Jean-Pierre Stora (1933-1996)
Pour sa toute première exposition personnelle que Lise Cormery organisera pour Jean-Pierre Stora dans sa galerie sise au 6, rue de Lanneau, dans le Quartier Latin de Paris, Geneviève Jamet-Cortat, Conservateur des Musées Nationaux écrira un texte pour son amie Lise Cormery. Un catalogue sera édité à cette occasion.
Jean-Pierre Stora "une dynamique de sincérité de l'âme"
C'est un art très particulier qu'offre à nos méditations ce peintre né à Alger un 11 novembre 1933. Elève aux Beaux-Arts de Paris vingt ans après, Jean-Pierre Stora poursuit avec une discrétion tenace des recherches picturales orientées vers ce que je nommerai une dynamique de sincérité de l'âme.

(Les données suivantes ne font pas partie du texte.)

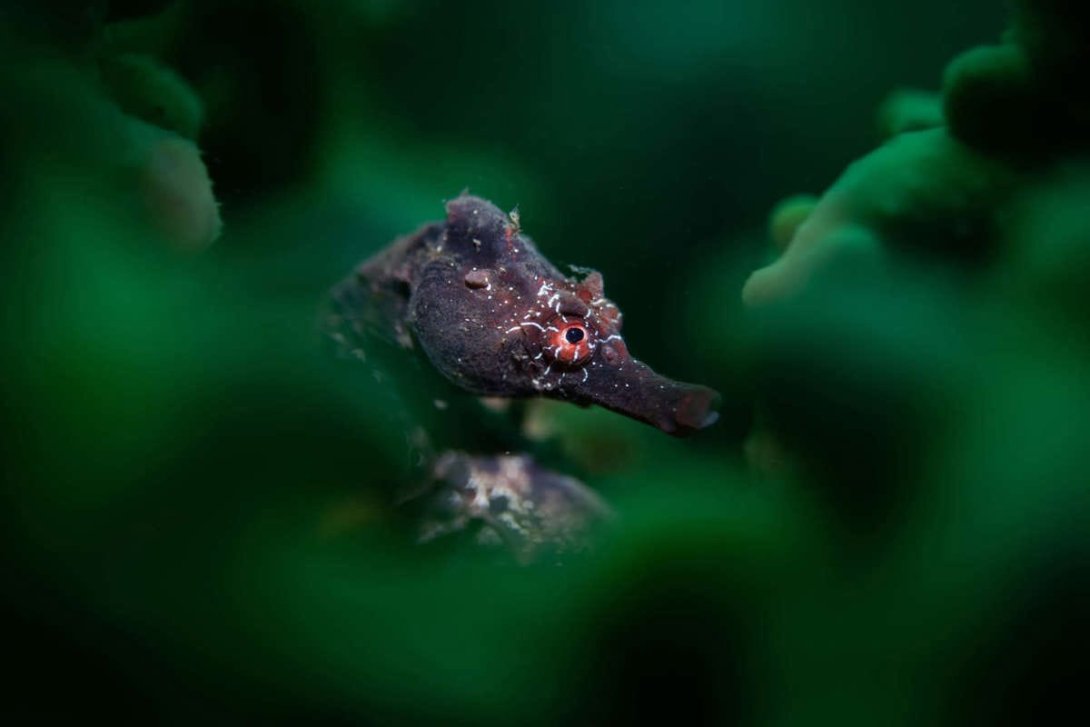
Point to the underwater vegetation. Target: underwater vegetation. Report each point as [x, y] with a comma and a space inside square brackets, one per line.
[232, 496]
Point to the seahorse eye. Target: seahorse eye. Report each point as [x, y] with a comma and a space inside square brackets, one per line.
[569, 341]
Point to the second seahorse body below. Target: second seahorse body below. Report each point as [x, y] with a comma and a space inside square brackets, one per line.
[497, 318]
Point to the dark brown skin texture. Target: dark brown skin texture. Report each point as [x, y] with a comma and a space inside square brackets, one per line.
[496, 318]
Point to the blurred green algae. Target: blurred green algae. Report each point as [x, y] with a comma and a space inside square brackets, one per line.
[201, 517]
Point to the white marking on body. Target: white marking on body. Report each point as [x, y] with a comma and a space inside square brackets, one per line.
[525, 323]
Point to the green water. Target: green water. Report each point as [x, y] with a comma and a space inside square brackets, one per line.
[203, 510]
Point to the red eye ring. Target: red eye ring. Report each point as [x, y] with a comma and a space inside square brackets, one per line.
[569, 341]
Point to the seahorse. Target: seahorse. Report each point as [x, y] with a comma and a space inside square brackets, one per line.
[496, 318]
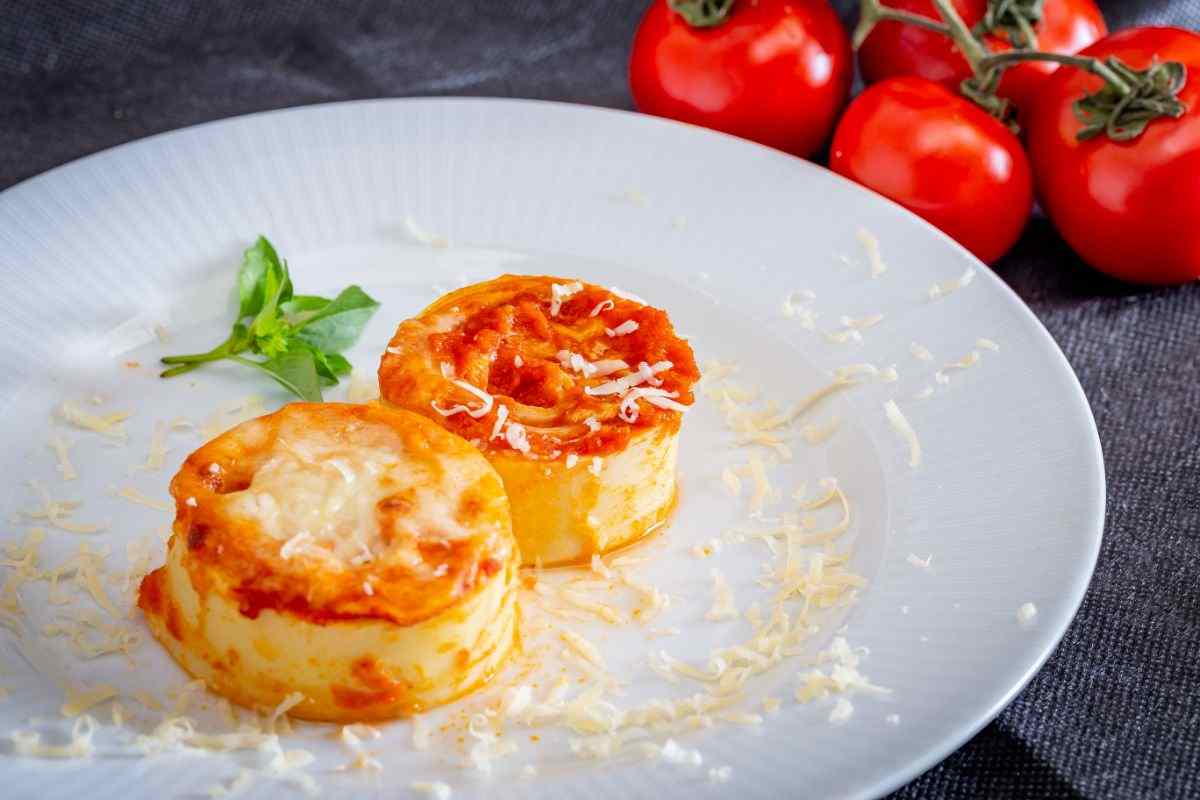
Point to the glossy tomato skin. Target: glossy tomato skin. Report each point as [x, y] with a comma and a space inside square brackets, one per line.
[897, 49]
[774, 71]
[940, 156]
[1129, 209]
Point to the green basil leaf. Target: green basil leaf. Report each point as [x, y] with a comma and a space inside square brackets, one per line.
[303, 306]
[295, 371]
[330, 366]
[255, 263]
[336, 325]
[268, 326]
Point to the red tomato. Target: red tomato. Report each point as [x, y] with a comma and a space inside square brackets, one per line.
[898, 49]
[1127, 208]
[774, 71]
[940, 156]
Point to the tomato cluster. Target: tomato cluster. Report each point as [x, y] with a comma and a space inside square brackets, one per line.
[1114, 157]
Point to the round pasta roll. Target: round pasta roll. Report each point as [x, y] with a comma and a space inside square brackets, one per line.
[357, 554]
[574, 392]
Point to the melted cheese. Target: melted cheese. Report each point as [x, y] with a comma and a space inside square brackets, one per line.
[322, 499]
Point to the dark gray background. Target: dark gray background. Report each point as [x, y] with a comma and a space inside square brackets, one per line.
[1116, 710]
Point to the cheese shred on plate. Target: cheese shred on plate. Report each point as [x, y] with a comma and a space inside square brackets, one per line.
[904, 429]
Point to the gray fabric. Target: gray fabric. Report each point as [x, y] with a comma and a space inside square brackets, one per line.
[1114, 714]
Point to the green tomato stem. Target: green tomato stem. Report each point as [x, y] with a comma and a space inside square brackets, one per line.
[972, 49]
[1084, 62]
[873, 12]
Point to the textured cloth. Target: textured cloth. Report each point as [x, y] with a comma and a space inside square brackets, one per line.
[1116, 710]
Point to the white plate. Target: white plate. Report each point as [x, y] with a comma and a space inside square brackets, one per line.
[1008, 500]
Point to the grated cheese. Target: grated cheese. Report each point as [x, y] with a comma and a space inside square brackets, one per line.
[624, 329]
[628, 295]
[58, 512]
[904, 429]
[420, 733]
[948, 287]
[673, 753]
[352, 737]
[515, 435]
[235, 413]
[723, 599]
[561, 292]
[111, 425]
[424, 236]
[861, 323]
[582, 648]
[965, 362]
[138, 498]
[843, 336]
[870, 245]
[82, 698]
[61, 449]
[484, 397]
[156, 455]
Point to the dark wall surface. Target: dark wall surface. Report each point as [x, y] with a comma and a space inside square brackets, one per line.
[1116, 710]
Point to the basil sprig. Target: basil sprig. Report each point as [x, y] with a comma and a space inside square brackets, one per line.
[299, 337]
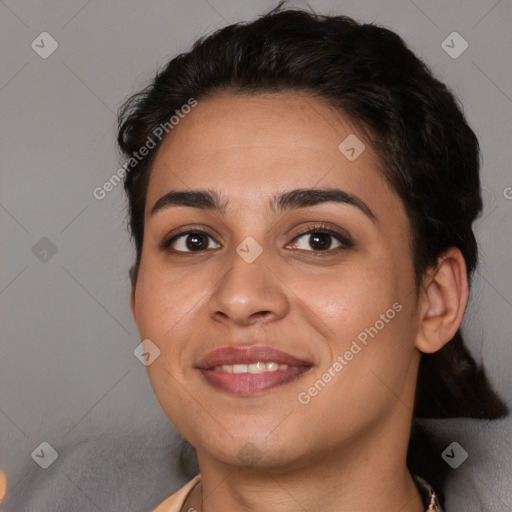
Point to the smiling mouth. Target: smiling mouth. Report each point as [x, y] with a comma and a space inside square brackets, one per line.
[250, 370]
[253, 378]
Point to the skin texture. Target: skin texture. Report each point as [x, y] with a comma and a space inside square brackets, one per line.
[345, 449]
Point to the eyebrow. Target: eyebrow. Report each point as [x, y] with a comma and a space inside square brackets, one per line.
[280, 203]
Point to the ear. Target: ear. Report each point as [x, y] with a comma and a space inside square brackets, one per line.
[443, 300]
[133, 280]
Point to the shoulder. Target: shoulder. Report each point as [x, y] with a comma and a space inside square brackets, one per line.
[174, 502]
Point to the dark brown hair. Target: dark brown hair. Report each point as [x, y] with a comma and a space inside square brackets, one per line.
[429, 154]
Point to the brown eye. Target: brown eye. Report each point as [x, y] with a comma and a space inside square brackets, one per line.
[321, 240]
[191, 241]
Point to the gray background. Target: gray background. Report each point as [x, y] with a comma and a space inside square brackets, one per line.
[67, 369]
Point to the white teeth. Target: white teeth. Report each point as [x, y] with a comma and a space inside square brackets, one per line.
[239, 368]
[258, 367]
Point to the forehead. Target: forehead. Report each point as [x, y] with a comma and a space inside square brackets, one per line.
[250, 146]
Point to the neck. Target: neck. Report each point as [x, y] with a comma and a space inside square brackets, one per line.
[368, 474]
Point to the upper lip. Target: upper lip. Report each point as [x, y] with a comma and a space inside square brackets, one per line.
[246, 355]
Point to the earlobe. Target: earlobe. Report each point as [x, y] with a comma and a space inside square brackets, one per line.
[444, 298]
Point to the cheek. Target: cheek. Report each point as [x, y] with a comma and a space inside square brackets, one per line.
[164, 298]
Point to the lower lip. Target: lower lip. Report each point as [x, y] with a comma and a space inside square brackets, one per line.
[251, 383]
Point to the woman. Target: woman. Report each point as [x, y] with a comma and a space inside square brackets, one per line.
[301, 195]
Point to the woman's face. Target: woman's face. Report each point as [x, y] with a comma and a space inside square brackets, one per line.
[257, 273]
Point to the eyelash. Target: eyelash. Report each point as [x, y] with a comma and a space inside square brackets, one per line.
[344, 240]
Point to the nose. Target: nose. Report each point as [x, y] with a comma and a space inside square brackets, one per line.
[249, 293]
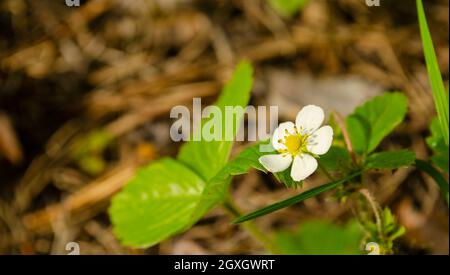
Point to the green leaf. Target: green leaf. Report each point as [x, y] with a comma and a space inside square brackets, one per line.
[438, 178]
[156, 204]
[437, 85]
[166, 197]
[321, 238]
[437, 144]
[216, 189]
[295, 199]
[207, 158]
[287, 8]
[390, 160]
[374, 120]
[336, 159]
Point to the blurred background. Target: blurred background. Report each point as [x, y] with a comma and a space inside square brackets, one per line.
[85, 96]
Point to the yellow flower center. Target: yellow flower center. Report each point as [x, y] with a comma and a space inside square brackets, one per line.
[295, 143]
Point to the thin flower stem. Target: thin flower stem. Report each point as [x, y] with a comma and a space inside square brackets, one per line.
[232, 209]
[348, 143]
[326, 173]
[375, 208]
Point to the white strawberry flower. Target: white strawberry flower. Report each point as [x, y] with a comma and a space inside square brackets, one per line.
[299, 144]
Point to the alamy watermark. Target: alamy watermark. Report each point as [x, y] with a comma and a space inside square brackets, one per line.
[219, 124]
[373, 3]
[73, 3]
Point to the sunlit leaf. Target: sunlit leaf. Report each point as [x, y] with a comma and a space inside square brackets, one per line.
[288, 7]
[374, 120]
[390, 159]
[295, 199]
[207, 158]
[321, 238]
[437, 144]
[437, 85]
[438, 178]
[166, 197]
[156, 203]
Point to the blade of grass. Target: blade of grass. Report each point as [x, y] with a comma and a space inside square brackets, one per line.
[436, 175]
[437, 85]
[295, 199]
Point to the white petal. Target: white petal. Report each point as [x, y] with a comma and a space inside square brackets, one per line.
[280, 133]
[276, 163]
[309, 119]
[303, 166]
[320, 141]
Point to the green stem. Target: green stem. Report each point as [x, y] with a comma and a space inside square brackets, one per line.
[326, 173]
[232, 208]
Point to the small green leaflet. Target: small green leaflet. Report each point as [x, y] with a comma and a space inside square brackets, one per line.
[319, 237]
[374, 120]
[156, 203]
[390, 159]
[287, 7]
[336, 159]
[437, 85]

Une sincérité d'un dépouillement douloureux. D'où le très vif intérêt d'une œuvre dans laquelle s'imposent l'originalité des compositions géométriques évoluant à la façon de certaines migrations d'insectes, et les mouvements ondulatoires de foules comme observées depuis un avion. J'ajouterai un avion de guerre, invisible et menaçant. Car la peinture de Stora résonne du glas des heures funèbres où commença dans le sang, le bruit et la fureur ce que l'on devait baptiser la "décolonisation" L’œuvre de J.P. Stora porte en elle la blessure d'un passé qui affleure à chaque instant. Sous la solidité de la composition, on apprécie la sobriété du dessin, fort intéressant à étudier quand à la technique à la fois mouvante et fermement précise.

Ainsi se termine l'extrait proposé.